This post is loosely based on a old post I wrote in 2006. My life now is very different from that intense moment of my life then, but some things are deeply similar.
I was struggling to meet my advisor’s deadline to submit most of my dissertation. I was also very pregnant, and under pressure to eat healthy and exercise (which, given the time crunch of the dissertation writing, was highly unlikely). I really did almost nothing but sit on my rear end and type. I ate whatever I could get, ate more because of the stress, and ate more cream puffs and chocolates and ice cream. Consequently, at my OB visit, the nurse told me I’d gained 8lbs in 2.5 weeks, and I know I did no exercise except walk to the bathroom now and then.
The day before I wrote this old blog post was a high, high-stress day, because I had to turn Chapter 6 in right away. I woke up and got to work, and worked till 3:30pm.
When I was done, I was ravenous, and wanted to weep loudly because a) I’d just been under so much stress and b) I’d just finished the stress-inducing task–and now what?
I was lost.
So I felt a bit like the day after Ramadan. I barely knew what to do with myself.
I wondered, when I emerge from my dissertation and my defense, what will remain of me?
Something about graduate school kills the creative impulse. And then the ensuing/continuing pressure to finish and then be productive forever kills all liberty to just get up and run out spontaneously and have fun. To write for fun. To write adventurously. To do anything that comes from within.
The anomie and alienation of the academic profession today threatens to disconnect academic writers from the very source of their intellectual and spiritual inspiration.
Where work should allow us to flourish, academic labor under capitalism alienates us from our work.
Sometimes when I decide, like once or twice a year, that we should really “do something,” I come up empty. I don’t want to do anything anymore.

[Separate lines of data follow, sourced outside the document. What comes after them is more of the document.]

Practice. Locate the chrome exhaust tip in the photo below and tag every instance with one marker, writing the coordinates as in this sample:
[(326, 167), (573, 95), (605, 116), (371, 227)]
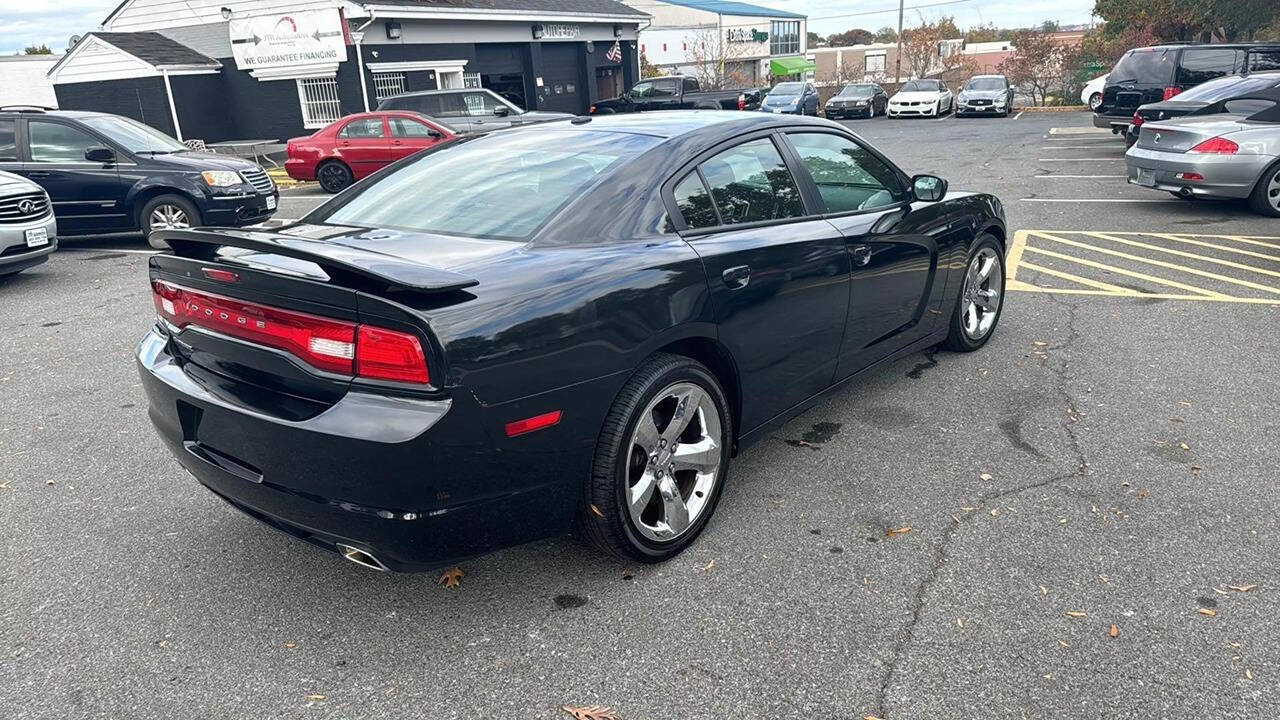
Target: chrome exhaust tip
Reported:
[(361, 557)]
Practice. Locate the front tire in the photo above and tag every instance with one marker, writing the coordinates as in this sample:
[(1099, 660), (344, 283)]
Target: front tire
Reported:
[(334, 176), (1265, 199), (167, 212), (982, 297), (661, 461)]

I just want to be still and be nothing. I don’t know what I want. I am a domestic mule for academic work and the endlessness of the work is devastating to the creative impulse. I’ve lost some of that inner child. No, not that inner child that I had in my womb. My own inner child.
At that time, I thought: When I come out of my defense and they tell me I’m Dr. Mir, I wonder how I’ll feel. When they grant me liberty from this task, and instruct me to go forth in triumph, I bet I’ll have an impulse to break into song, loudly and soulfully:
آشیاں جل گیا، گلستاں لٹ گیا
هم قفس سے نکل کر کدهر جایئں گے
اتنے مانوس صیاد سے هو گئے
اب رهائ ملے گی تو مر جایئں گے
My nest has been burned, the garden has been plundered
When they let me out of my cage, where shall I go?
So intimate I have become with my captor
If I were to be granted freedom, I will surely die
Today, years hence, I find that I am in the same position as many others. Our cage is wrought of the job market, cannibalistic employers, and the hordes of un/der-employed academics. The ropes of the broader economy tense and chafe against our skin, never allowing the freedom to listen fully to the free mind/heart.